Until 1922 when Howard Carter discovered the tomb of the boy king, Pharaoh Tutankhamen. The public attention to the discovery unleashed an unprecedented interest in Egyptology, and soon Ancient Egyptian decor and collecting 'artifacts' became the popular vogue. It became stylish to adore your house with an Egyptian motif accented with artifacts, real or fake. It was at this time when Clodia remembered all the hand me down stories of her Great-Grandfather and his adventures in the Egyptian Campaign. And she remembered the mummy's head.
It was smaller than she expected, about the size of a cantaloupe. Although there were some ancient cloth still attached to the skull, most of the face was uncovered. With empty eyes and no nose the cadaver's head was gruesome, but knowing that it had come from the time of the Pharaohs quelled any loathing she instinctively had for the object and instead instilled her with awe and wonder. With her Grandmother's blessing, she took the head home to her flat in Montoire and placed it on her bedroom dresser. She took the remainder of the day lying on her bed and staring at the gruesome artifact. Her mind wandered, imagining who the person was and what his or her world was like all those millenia ago.

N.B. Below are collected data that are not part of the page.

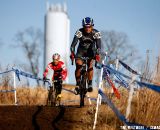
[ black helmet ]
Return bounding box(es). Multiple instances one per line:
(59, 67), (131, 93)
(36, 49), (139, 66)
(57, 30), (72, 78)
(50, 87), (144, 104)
(82, 17), (94, 27)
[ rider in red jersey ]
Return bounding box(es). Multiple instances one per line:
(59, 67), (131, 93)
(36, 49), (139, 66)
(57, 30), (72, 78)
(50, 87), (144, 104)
(43, 53), (67, 97)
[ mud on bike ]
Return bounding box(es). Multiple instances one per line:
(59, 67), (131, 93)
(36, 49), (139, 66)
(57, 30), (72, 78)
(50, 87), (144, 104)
(44, 78), (62, 106)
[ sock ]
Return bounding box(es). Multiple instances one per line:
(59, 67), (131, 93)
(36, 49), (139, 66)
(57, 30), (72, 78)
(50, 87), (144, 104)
(88, 80), (92, 85)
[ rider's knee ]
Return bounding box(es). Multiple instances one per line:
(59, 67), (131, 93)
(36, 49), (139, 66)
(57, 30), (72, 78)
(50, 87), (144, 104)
(87, 59), (94, 66)
(76, 64), (82, 70)
(87, 67), (93, 72)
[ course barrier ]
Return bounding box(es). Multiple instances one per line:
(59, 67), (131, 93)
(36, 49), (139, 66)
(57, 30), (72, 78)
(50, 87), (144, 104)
(0, 70), (17, 105)
(93, 55), (160, 130)
(103, 64), (160, 93)
(99, 89), (151, 130)
(0, 58), (159, 130)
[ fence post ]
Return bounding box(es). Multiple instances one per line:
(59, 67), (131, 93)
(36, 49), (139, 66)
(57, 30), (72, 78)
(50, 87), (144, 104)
(115, 58), (119, 71)
(93, 53), (106, 130)
(13, 71), (17, 105)
(126, 75), (136, 120)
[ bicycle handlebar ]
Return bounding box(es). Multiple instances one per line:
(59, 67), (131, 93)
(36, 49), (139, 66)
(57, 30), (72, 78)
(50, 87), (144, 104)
(70, 51), (108, 68)
(43, 78), (51, 86)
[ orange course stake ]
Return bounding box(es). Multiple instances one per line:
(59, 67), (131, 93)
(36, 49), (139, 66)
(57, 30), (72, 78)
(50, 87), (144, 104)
(106, 75), (120, 99)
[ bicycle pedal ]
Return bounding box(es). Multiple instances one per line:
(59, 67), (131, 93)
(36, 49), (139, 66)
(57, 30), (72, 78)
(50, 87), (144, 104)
(74, 87), (80, 95)
(74, 90), (79, 95)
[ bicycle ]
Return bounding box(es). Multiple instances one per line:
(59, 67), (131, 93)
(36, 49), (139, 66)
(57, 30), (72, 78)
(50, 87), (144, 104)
(72, 57), (91, 107)
(44, 78), (62, 106)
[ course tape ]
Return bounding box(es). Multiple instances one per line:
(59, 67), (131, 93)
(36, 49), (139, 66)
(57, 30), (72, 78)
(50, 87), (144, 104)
(0, 89), (16, 93)
(0, 68), (76, 95)
(103, 65), (160, 93)
(103, 67), (129, 88)
(104, 65), (132, 80)
(98, 89), (151, 130)
(62, 88), (75, 94)
(119, 60), (153, 82)
(12, 68), (51, 87)
(119, 60), (139, 75)
(114, 73), (129, 88)
(0, 70), (13, 75)
(137, 81), (160, 93)
(12, 68), (40, 81)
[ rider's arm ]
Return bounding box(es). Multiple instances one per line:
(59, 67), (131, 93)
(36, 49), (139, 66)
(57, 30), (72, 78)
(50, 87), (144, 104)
(43, 64), (51, 78)
(70, 30), (82, 53)
(95, 38), (101, 53)
(93, 30), (101, 53)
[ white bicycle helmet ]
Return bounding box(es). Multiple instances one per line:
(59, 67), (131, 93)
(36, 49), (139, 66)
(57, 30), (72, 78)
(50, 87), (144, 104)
(52, 53), (60, 61)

Her new decoration was the floodgate of inspiration.
But that night the disturbing dreams began.
Clodia dreamed she was in a dark room, which smelled of rotting flesh and waste. A door opened, and three men came into the room. Two of them were enormous muscular men, carrying some kind of staff or large club. the other was between the two adorned in some sort of robe. It was this small one who spoke, and as he did the large men started to beat her. And in the mixture of their laughing and her screaming she violently awoke, covered in sweat.
Over the course of that week she had the same dream every night, however the imagery became more distinct and vivid. And she no longer awoke with the beginning of the beatings, she endured them all. Each nights dream seemed to add more to the drama, and soon she found herself tied to a stone table with the thin man placing jars around her and holding some crude instruments. Then he took out a long jeweled knife and started to cut her abdomen open.
She woke up screaming that night, for she felt every blow and the horror of the cold metal cutting her open. She quickly pulled aside her blankets and night dress to make sure she was in one piece, only to find a long scratch down her belly where she had dreamed the knife opened her. A chill ran down her spine as she felt reality merge with the dream world. But her nervous hysteria only escalated when she noticed the mummy's head was no longer on the dresser where she usually kept it. It was sitting on her night stand, vacant eyes open as if it were piercing her mind. And most terrifying and impossible to Clodia, it seemed the face had changed.
The face seemed to have a grin that was never there before.
So disheveled by the entire incidents, Clodia took her prized Egyptian relic and put it in a small shed behind her building.
But she did not experience relief from the nightmare's that evening. In fact they seemed more intense and real, more than ever before. She endured the beatings and the disembowelment as if it was happening to her. The robed man took out her organs and put them in small jars. It was then that she understood. She was reliving what must have happened to the mummy. She was some sort of servant girl being mummified alive. But her consciousness endured for longer than seemed possible. With vital organs removed, she should have succumbed to the darkness of death. But she remained conscious through the horrible rite. Experiencing everything. The man who she now recognized as an Egyptian priest moved turned her face with a long hooked instrament, with a quick twist of his wrist he shoved the utensil into her nose and started to dig.
Clodia awoke covered in blood. It was a horrible nose bleed that turned her white cotton sheets a dark crimson. She dashed to the bathroom to stop the bleeding and clean herself up. Crying and shaking she entered her bedroom to change her bed clothes, and through tear blurred eyes she saw something that shattered her world of rational thought.
The mummy's head was on her night stand again. And the head seemed to be turning on its own toward her.
Still covered in blood, she ran from the apartment, blindly making her way to her parents home some miles away. After telling her parents of her horrible ordeal, Clodia's father took the head and burned it in a field far away from any of the family. He also made his daughter move back in with the family, so she would make a clean break with any association with the nightmares of that flat.
Clodia never mentioned the mummy's head or the nightmares to anyone, for fear they would think her mad. Until the 1970s, when the tout of King Tut brought Egyptology to the forefront once more. The nightmares returned, though not as vivid. It was if she was reliving the horror she experienced in the 20s once again. Clodia sought out help from a friend and she was referred to a Christian Counselor who helped her deal with her memories through therapy and hypnotism. The nightmares ceased, and the horror of the mummy's head faded into history as peace through grace quelled Clodia's fears.
Now as when I first heard the story in a small group with the counselor who ministered to Clodia, I cannot help but wonder if Clodia was imagining the paranormal activity surrounding the mummy's head. But after years of witnessing strange unexplained experiences myself, the story seems all the more chilling. What was the purpose of the dreams? Was the disembodied spirit of that long dead servant trying to reach out in sympathy to what it understood as a kindred soul, or was something more sinister happening? Were Clodia's wounds psychosomatic or a paranormal phenomena pointing to some diabolical plan at work?